In this post, I collected a few articles that help understand how classic web-based systems became scalable, as well as an overview of general techniques that can make the difference between a system that support 100 active users and one that supports 1 million active users.
Interesting articles
A couple of interesting articles describing how LinkedIn and Meta resolved some of their scalability issues.
- A Brief History of Scaling LinkedIn: How Linkedin moved from monolith to service-oriented architecture and how it got rid of its internal tightly-coupled components, resulting in Kafka as a byproduct.
- Building Timeline: Scaling up to hold your life story: How distributing and denormalising data helped Facebook to build real-time timelines for millions of users.
- A few more insider point of views of known features and architectures:
Common techniques
The following sections describe general concepts for making a system scalable. I learned these techniques from my experience at Groupon and FarmHedge. They are also common to the systems outlined in the articles above and often topics of system design interviews (as described in the book System Design Interview by Alex Xu).
Let’s assume we want to optimise a web-based system in which a set of clients, such as mobile apps or web-abs, connects to a server to access data. Assuming we already exploited the limited performance improvements given by vertical scaling, a few common techniques to make the data access even more scalable are:
Statelessness and load balancers
If servers do not hold sessions, a load balancer can be put in front of the backend architecture to distribute the requests to servers independently. It is crucial that servers do not hold sessions, because subsequent requests coming from the same clients might be directed towards different web servers. Sessions can be stored in Shared Storage, normally a fast-access NoSql DB or key-value pair storage that hold session tokens, such as Redis.
Caches
Caches can be used in different ways to skip repeated operations that require time, such as database access or downstream access to other services. Memcached and Redis are examples of high-performance storage systems that can be used for in-memory and distributed caching.
CDNs
Content Delivery Networks (CDNs) store static resources close to the place where they are used. By doing so, the access times to these resources is reduced. HTML, scripts and other assets are commonly stored CDNs. Examples of commonly used delivery networks are Cloudflare and Akamai.
Message queues
Heavy-duty operations, intra-service asynchronous communication and asynchronous access to third-party services can be achieved by using message queues. Message queues work as a buffer and they can also throttle or limit messages exchanged for further scalability and availability purposes. Commercial examples are Amazon SQS or RabbitMQ.
Database replication
By replicating the same data in multiple databases, it is possible to parallelise read operations. This technique is useful mostly when the number of read operations far exceed the number of write operations. Modern DB systems provide replication out of the box, usually via a master-slave configuration. The data is written to one or more masters only and the data is read from the slaves (or copies).
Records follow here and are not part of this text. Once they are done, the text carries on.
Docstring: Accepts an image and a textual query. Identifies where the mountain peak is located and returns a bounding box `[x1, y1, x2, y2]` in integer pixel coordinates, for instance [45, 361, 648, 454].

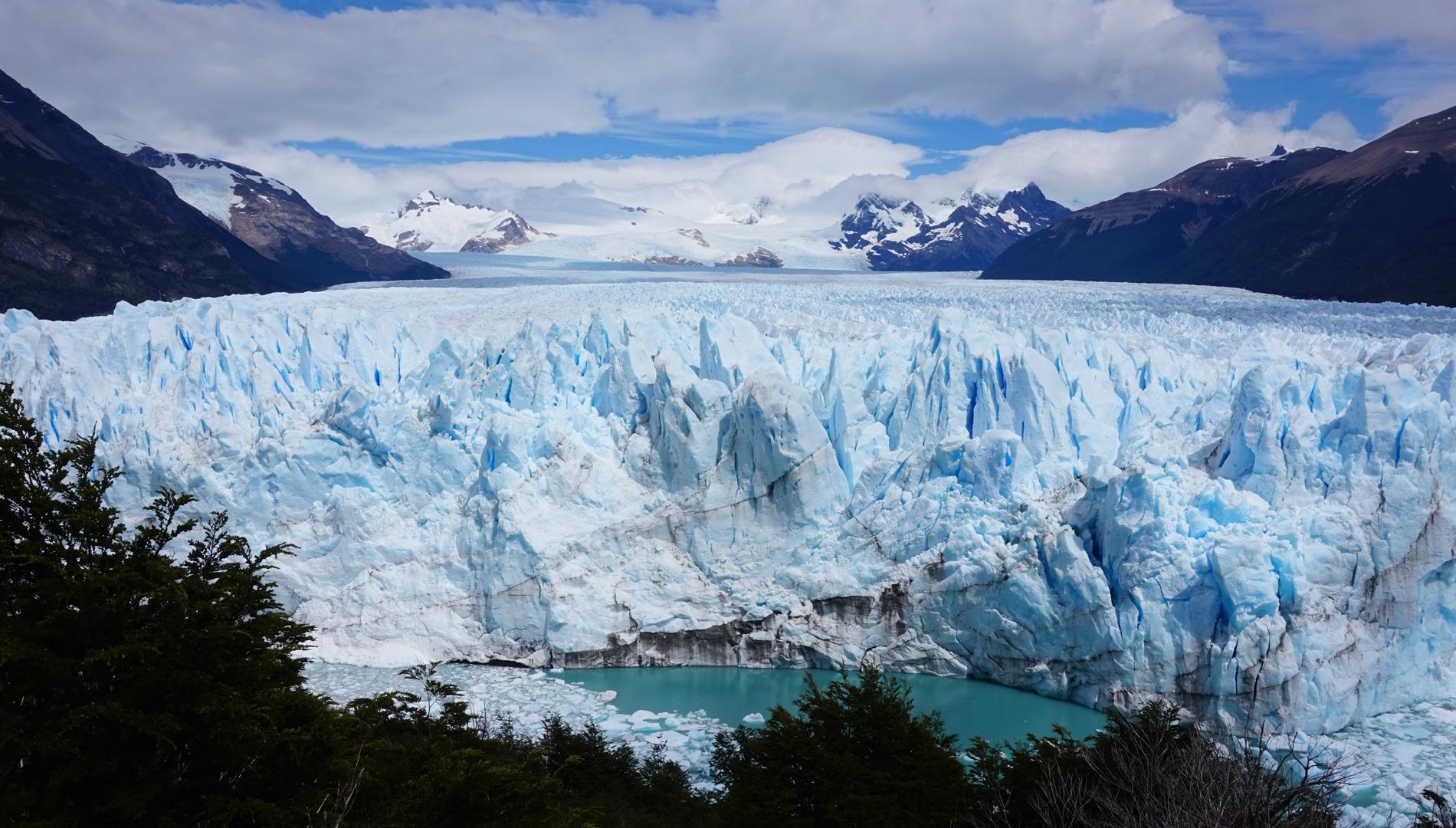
[1006, 181, 1047, 199]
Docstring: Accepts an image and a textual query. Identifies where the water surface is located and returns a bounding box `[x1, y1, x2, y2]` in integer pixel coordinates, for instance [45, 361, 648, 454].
[556, 668, 1105, 742]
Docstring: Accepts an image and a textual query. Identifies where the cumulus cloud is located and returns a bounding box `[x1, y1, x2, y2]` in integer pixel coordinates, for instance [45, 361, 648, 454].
[230, 127, 923, 225]
[1267, 0, 1456, 50]
[946, 102, 1362, 204]
[218, 102, 1360, 226]
[0, 0, 1226, 147]
[1264, 0, 1456, 128]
Bear in mind that replication introduces complications related to data consistency among the copies. As dictated by the CAP theorem, only two of the properties Availability, Consistency and Partition tolerance can be achieved at the same time. Which property couple is chosen usually depends on the nature of the system and the data stored. For example, a payment system might need Consistency, while an ordering system might prioritise Availability. MongoDB leans towards being a CP (Consistency & Partition Tolerance) type of system, while Cassandra is an AP (Availability & Partition Tolerance) system.
Database sharding
Sharding is the concept of distributing data among multiple database servers, called shards. How data is distributed on different shards, is usually based on one or more sharding keys, a subset of the data keys. Sharding is also provided out of the box from most of the modern DB systems. MongoDB, for example, provides sharding with the possibility of dynamically re-shard data when shards become unbalanced with no downtime.
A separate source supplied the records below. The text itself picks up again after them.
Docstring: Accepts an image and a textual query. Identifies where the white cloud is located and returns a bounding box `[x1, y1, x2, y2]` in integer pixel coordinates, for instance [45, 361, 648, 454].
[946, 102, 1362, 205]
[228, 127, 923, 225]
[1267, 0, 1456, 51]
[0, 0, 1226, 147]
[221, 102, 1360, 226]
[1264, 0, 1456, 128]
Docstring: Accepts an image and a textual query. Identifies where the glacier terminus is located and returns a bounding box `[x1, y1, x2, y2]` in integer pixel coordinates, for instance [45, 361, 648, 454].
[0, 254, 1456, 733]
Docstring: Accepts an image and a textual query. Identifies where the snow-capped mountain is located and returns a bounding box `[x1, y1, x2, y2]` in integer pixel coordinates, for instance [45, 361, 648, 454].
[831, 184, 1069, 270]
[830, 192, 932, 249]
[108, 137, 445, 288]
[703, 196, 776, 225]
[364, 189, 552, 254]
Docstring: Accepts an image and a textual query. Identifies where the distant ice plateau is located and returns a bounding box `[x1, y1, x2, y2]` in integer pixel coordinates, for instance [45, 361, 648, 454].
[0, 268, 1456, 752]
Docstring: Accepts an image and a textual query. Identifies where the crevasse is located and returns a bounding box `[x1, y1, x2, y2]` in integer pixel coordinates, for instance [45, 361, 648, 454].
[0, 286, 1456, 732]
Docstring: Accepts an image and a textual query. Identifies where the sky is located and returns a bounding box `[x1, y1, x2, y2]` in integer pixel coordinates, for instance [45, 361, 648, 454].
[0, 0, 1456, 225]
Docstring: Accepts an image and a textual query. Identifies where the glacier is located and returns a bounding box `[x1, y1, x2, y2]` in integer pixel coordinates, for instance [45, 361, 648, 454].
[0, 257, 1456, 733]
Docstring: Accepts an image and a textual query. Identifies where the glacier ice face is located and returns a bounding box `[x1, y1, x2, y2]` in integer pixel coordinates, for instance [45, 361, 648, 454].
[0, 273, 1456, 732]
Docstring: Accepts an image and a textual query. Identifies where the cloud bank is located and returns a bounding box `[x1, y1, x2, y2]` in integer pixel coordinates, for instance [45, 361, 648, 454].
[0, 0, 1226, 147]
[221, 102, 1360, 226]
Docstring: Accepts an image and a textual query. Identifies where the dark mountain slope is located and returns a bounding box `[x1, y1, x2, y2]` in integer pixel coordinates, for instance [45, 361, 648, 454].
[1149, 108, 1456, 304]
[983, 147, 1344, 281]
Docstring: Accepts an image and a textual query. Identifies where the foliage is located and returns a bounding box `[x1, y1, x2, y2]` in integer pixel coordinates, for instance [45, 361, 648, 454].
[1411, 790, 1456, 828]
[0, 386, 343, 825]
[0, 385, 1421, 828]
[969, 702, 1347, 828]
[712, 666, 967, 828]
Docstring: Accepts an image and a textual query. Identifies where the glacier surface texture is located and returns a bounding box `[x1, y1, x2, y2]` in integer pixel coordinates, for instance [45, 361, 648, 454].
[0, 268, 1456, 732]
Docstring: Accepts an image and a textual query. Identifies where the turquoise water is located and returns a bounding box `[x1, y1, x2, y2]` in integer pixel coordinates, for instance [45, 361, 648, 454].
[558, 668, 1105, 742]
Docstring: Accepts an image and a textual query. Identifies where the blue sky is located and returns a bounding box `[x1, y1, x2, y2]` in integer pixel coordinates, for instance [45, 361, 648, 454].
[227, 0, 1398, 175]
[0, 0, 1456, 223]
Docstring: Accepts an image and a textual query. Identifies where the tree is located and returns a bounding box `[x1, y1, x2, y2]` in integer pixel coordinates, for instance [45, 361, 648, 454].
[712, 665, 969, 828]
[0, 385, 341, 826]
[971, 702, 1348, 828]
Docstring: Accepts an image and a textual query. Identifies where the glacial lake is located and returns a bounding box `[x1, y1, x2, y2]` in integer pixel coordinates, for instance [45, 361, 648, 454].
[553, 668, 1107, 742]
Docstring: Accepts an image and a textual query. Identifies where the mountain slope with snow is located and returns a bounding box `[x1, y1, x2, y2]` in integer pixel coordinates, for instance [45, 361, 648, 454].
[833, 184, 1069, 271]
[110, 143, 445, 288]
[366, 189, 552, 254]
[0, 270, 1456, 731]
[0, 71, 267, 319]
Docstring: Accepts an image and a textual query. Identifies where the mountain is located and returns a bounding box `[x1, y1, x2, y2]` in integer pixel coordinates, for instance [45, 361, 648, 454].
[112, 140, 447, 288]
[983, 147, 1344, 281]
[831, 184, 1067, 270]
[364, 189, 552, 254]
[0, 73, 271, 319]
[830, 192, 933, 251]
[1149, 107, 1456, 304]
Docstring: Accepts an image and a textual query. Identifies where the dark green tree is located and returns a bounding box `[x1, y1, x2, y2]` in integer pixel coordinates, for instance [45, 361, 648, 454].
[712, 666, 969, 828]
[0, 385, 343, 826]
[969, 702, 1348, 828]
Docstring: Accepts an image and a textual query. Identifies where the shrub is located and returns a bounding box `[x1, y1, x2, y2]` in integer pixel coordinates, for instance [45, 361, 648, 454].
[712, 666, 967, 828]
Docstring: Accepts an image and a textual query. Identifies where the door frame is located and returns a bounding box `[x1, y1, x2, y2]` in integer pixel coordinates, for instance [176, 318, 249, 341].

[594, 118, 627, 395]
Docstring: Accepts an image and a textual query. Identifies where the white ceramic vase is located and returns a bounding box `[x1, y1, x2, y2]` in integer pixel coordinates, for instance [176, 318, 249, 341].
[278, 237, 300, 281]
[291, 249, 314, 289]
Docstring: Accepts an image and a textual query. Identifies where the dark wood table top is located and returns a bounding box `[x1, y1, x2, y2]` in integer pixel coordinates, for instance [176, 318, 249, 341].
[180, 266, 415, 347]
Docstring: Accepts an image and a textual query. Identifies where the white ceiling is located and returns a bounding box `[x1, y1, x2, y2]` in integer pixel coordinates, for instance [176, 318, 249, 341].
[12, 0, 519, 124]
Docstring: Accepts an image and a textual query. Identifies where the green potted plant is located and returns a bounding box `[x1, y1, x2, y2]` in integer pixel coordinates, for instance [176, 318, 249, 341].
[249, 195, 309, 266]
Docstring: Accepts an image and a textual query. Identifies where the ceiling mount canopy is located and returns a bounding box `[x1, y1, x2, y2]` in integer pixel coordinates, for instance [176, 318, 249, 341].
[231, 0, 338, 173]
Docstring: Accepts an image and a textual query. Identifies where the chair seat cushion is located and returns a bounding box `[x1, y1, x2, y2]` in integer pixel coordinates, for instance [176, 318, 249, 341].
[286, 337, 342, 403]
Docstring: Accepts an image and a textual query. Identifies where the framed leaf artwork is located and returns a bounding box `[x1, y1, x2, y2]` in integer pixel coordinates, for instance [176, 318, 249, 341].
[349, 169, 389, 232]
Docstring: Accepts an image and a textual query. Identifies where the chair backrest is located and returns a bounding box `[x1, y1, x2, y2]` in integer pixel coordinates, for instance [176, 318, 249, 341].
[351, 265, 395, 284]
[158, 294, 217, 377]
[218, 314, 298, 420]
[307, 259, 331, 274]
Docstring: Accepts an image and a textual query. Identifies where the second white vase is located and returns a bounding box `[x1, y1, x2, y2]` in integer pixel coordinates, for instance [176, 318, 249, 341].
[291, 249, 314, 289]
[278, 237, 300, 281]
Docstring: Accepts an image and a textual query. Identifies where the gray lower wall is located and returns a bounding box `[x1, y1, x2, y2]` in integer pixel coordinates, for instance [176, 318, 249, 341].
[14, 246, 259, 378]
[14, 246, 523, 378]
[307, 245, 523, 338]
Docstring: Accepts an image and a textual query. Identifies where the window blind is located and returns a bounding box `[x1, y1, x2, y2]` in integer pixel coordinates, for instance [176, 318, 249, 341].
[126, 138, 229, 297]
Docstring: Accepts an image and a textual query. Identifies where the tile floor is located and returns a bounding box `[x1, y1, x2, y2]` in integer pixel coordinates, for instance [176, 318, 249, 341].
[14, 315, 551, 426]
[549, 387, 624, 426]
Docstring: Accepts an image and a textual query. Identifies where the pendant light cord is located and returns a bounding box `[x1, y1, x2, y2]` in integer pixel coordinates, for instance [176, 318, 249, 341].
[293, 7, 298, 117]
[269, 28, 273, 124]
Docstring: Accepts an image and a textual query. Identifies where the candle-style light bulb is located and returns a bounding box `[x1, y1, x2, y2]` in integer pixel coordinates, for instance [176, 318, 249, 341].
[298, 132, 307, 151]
Denormalisation and precomputation
Another common technique to increase the data read performances is to have it ready when it is needed. DB joins can be avoided by denormalising data. Denormalise means to basically copy the join data in the source data table. Of course, this results in data duplication and introduces consistency problems that need to be taken care of. This is one of the optimisations that the Facebook timeline uses to provide real-time data. See the article Building Timeline: Scaling up to hold your life story for more info.
Data centres
The whole backend architecture can be replicated in multiple geographical locations to increase the availability and performance of the system. Normally, the closest geographical data centre is used, this reduces the latency of all requests. Furthermore, when a data centre fails, requests can be rerouted to another data centre, making the system more available as a whole. For example, Amazon provides data centres scattered across the (rich part of the) world. In order to increase availability and scalability even further, Amazon also provides another level of subdivision within the same data centres, called “Availability Zones”.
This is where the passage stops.